Ajeitei minha bolsa no ombro, subindo a alça.
Só deu tempo de chegar até a porta, num gesto rápido e calculado, o Sr. Oliver me empurrou contra a madeira, prensando seu corpo alto e magro, com alguns músculos definidos no meu...
Arfei surpresa, um pouquinho assustada com sua atitude.
– Mas o que o senhor...
Ele prensou os lábios finos e macios nos meus. Senti suas mãos másculas em minha cintura.

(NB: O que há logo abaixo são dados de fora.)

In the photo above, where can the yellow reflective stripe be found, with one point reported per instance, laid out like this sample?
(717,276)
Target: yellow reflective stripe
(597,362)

Prendeu meu lábio inferior entre os dentes, gemi contra a sua boca, foi a sua deixa... Sua língua quente e úmida invadiu a minha boca. Canela e café era o gosto do seu beijo. Delicioso, adocicado e quente.
Ele colocou um dos joelhos entre minhas pernas. Agarrei sua nuca, descendo as unhas ali. Subiu um pouco o meu vestido, agarrou minha coxa direita e sugou minha língua.
Seu joelho roçou em mim, fazendo certa pressão. Apenas aquele contato fez meu corpo esquentar e minha calcinha molhar... Mordi seu lábio inferior à ponto de fazê-lo sangrar e o empurrei.
– FICOU LOUCO? — Gritei, abaixando meu vestido, nervosa.
– A culpa é toda sua! — Lambeu o lábio que sangrava.
– Seu cretino, estúpido, eu odeio você! — Apontei furiosa para ele.
– Ah, jura? Não é o que parece! Você está corada e com uma louca vontade de me agarrar, não é mesmo? — Sorriu convencido.
– Ah, me poupe! Eu prefiro mil vezes beijar um mendigo. Você é o meu chefe e eu jamais irei pra cama com você! — Esbravejei e ele caiu na gargalhada.
– Muito engraçado! Você devolveu o beijo e ainda gemeu, aposto que está molhadinha... — Disse se aproximando.
– Não estou não... — Neguei quando ele me encurralou e me prensou na porta de novo.
Sua mão direita foi para debaixo do meu vestido. Seus dedos me tocaram.
– Pode negar o quanto quiser. — Afastou minha calcinha. — Mas sua boceta molhada diz outra coisa! — Inseriu um dedo e eu gemi, fechando os olhos.